„Zeit, Raum, Ort und Bewegung als allen bekannt, erkläre ich nicht. Ich bemerke nur, dass man gewöhnlich diese Größen nicht anders, als in Bezug auf die Sinne auffasst und so gewisse Vorurteile entstehen, zu deren Aufhebung man sie passend in absolute und relative, wahre und scheinbare, mathematische und gewöhnliche unterscheidet.“ (25)
„Die absolute, wahre und mathematische Zeit verfließt an sich und vermöge ihrer Natur gleichförmig, und ohne Beziehung auf irgend einen äußern Gegenstand. Sie wird so auch mit dem Namen: Dauer belegt.“ (25)
„Die relative, scheinbare und gewöhnliche Zeit ist ein fühlbares und äußerliches, entweder genaues oder ungleiches, Maß der Dauer, dessen man sich gewöhnlich statt der wahren Zeit bedient, wie Stunde, Tag, Monat, Jahr.“ (25)

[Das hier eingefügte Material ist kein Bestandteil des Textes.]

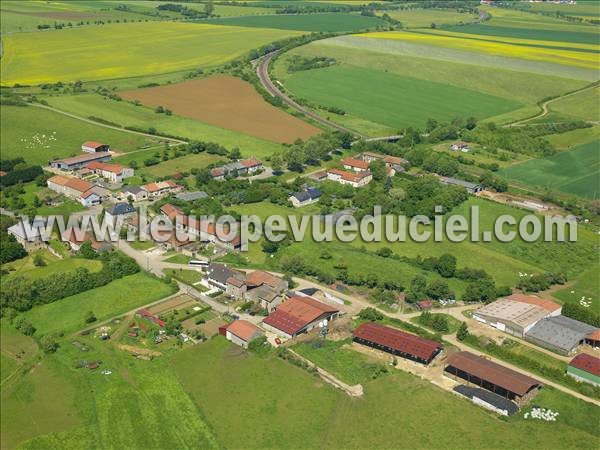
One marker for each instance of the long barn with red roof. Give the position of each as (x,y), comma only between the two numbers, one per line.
(299,315)
(397,342)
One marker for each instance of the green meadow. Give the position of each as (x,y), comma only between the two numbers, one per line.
(318,22)
(40,135)
(423,18)
(119,296)
(547,35)
(392,100)
(129,115)
(574,172)
(53,265)
(303,411)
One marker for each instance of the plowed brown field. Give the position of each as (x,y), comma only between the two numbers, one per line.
(226,102)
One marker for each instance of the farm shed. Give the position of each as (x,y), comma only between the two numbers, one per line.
(585,368)
(191,196)
(93,147)
(29,236)
(136,193)
(488,400)
(397,342)
(512,317)
(560,334)
(472,188)
(242,332)
(495,378)
(298,315)
(305,197)
(77,162)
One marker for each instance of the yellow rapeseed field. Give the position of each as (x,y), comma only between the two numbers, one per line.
(125,50)
(583,59)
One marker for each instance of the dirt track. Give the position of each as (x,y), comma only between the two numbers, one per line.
(226,102)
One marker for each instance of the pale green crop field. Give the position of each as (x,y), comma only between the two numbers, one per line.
(100,53)
(419,18)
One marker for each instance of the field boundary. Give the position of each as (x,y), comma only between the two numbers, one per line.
(544,105)
(112,127)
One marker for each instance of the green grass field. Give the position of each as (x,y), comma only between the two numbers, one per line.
(140,405)
(25,267)
(152,48)
(423,18)
(21,16)
(581,106)
(585,288)
(127,114)
(67,315)
(319,22)
(573,172)
(392,100)
(304,412)
(339,359)
(520,58)
(41,135)
(182,164)
(547,36)
(503,261)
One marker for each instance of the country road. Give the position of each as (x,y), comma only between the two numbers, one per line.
(262,70)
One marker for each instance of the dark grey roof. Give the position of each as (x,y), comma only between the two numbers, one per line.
(221,273)
(33,231)
(560,332)
(120,208)
(133,189)
(457,182)
(301,196)
(308,194)
(309,291)
(488,397)
(191,196)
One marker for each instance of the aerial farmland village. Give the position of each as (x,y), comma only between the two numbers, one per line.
(304,224)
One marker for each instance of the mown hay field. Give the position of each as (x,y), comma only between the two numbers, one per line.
(393,100)
(466,55)
(572,172)
(225,102)
(128,115)
(100,53)
(305,22)
(40,135)
(584,36)
(509,47)
(527,88)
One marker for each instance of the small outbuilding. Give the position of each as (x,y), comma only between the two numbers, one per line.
(242,332)
(585,368)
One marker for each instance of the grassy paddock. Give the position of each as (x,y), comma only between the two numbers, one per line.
(572,172)
(40,135)
(119,296)
(302,411)
(392,100)
(127,114)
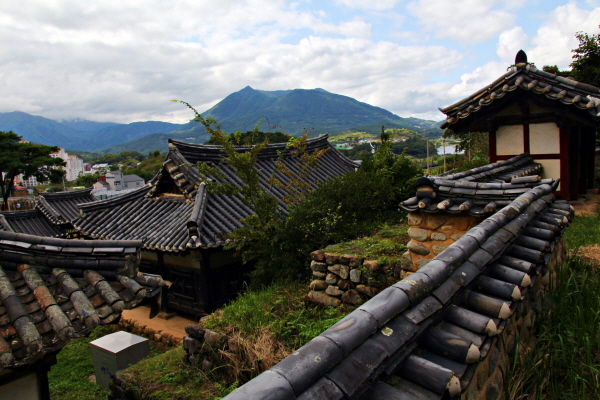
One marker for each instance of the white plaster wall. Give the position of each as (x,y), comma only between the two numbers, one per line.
(551,169)
(544,138)
(509,140)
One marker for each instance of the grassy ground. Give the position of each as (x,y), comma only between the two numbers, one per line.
(386,246)
(268,324)
(565,363)
(69,378)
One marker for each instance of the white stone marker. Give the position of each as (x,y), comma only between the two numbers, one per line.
(115,352)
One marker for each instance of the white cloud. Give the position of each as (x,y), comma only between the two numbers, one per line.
(379,5)
(556,37)
(468,21)
(510,42)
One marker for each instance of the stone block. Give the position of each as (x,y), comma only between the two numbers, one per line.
(318,255)
(438,236)
(405,274)
(344,284)
(320,275)
(213,338)
(422,262)
(322,298)
(332,258)
(333,291)
(195,331)
(418,248)
(331,279)
(434,221)
(370,291)
(355,275)
(346,259)
(335,268)
(318,266)
(353,297)
(415,219)
(438,248)
(418,234)
(344,271)
(457,236)
(372,265)
(318,284)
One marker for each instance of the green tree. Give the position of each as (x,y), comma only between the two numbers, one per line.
(87,180)
(26,158)
(586,60)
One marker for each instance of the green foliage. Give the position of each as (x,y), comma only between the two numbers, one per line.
(148,168)
(586,59)
(351,137)
(255,137)
(87,180)
(28,159)
(281,309)
(68,379)
(386,245)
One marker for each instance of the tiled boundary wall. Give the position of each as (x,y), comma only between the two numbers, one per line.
(344,278)
(516,340)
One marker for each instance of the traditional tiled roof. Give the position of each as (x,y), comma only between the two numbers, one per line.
(61,207)
(479,191)
(524,79)
(52,290)
(32,222)
(176,211)
(423,337)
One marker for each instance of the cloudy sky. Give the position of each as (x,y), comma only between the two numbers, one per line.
(123,60)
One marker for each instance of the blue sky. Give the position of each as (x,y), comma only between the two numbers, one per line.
(122,61)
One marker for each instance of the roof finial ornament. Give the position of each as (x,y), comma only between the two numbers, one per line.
(521,58)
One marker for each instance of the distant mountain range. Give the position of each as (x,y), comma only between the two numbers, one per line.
(292,111)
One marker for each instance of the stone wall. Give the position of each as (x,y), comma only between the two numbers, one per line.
(432,233)
(346,278)
(516,340)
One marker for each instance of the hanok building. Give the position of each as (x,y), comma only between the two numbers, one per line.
(184,227)
(52,290)
(528,110)
(52,217)
(485,243)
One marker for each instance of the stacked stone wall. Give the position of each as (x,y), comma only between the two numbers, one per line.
(348,279)
(431,234)
(516,340)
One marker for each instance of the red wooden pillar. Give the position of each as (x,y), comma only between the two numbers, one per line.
(564,164)
(492,146)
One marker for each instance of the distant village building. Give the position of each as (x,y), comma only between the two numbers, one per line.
(74,165)
(185,227)
(528,110)
(115,180)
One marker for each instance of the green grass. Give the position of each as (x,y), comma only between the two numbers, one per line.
(69,378)
(282,309)
(386,245)
(565,363)
(272,321)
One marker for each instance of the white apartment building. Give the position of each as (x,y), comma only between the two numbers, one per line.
(74,164)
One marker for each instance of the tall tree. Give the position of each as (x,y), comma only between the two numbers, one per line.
(586,60)
(26,158)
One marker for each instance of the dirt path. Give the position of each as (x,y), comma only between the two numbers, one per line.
(174,326)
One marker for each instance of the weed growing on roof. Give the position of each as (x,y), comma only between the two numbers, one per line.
(386,245)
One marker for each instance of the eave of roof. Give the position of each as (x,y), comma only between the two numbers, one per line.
(49,294)
(527,78)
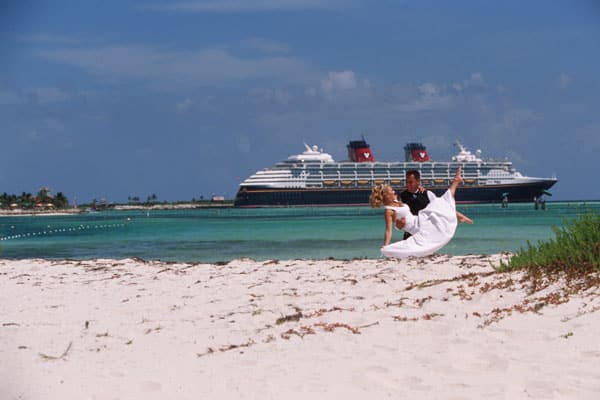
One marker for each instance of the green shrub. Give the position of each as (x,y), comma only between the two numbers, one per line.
(576,247)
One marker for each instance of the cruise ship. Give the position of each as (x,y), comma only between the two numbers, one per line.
(314,178)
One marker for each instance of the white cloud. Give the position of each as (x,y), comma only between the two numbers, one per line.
(428,96)
(344,80)
(41,95)
(49,95)
(474,81)
(267,46)
(564,80)
(10,97)
(228,6)
(270,96)
(48,38)
(203,67)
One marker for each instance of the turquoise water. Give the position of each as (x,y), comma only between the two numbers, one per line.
(210,235)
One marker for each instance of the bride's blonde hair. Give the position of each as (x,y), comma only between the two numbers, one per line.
(376,198)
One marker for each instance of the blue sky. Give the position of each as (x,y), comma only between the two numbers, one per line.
(110,99)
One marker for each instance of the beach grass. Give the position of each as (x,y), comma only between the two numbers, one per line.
(571,258)
(576,245)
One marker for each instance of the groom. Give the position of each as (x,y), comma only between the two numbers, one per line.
(415,196)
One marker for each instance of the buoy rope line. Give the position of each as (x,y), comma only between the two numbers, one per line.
(50,231)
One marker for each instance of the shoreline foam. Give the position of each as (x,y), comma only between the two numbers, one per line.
(435,327)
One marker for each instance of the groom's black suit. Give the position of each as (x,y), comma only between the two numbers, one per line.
(415,201)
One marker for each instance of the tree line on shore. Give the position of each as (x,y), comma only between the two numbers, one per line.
(27,201)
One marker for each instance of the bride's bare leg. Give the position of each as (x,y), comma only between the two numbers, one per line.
(462,218)
(456,181)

„ Der absolute Raum bleibt vermöge seiner Natur und ohne Beziehung auf einen äußern Gegenstand, stets gleich und unbeweglich. Der relative Baum ist ein Maß oder ein beweglicher Teil des erstern, welcher von unsern Sinnen, durch seine Lage gegen andere / Körper bezeichnet und gewöhnlich für den unbeweglichen Raum genommen wird. Z. B. ein Teil des Raumes innerhalb der Erdoberfläche; ein Teil der Atmosphäre; ein Teil des Himmels, bestimmt durch seine Lage gegen die Erde. Der absolute und relative Raum sind dasselbe an Art und Größe, aber sie bleiben es nicht immer an Zahl. Bewegt sich z. B. die Erde, so ist der Raum unserer Atmosphäre, welcher in Bezug auf unsere Erde immer derselbe bleibt, bald der eine, bald der andere Teil des absoluten Raumes, in welchen die Atmosphäre übergeht und ändert sich so beständig.“ (25 f.)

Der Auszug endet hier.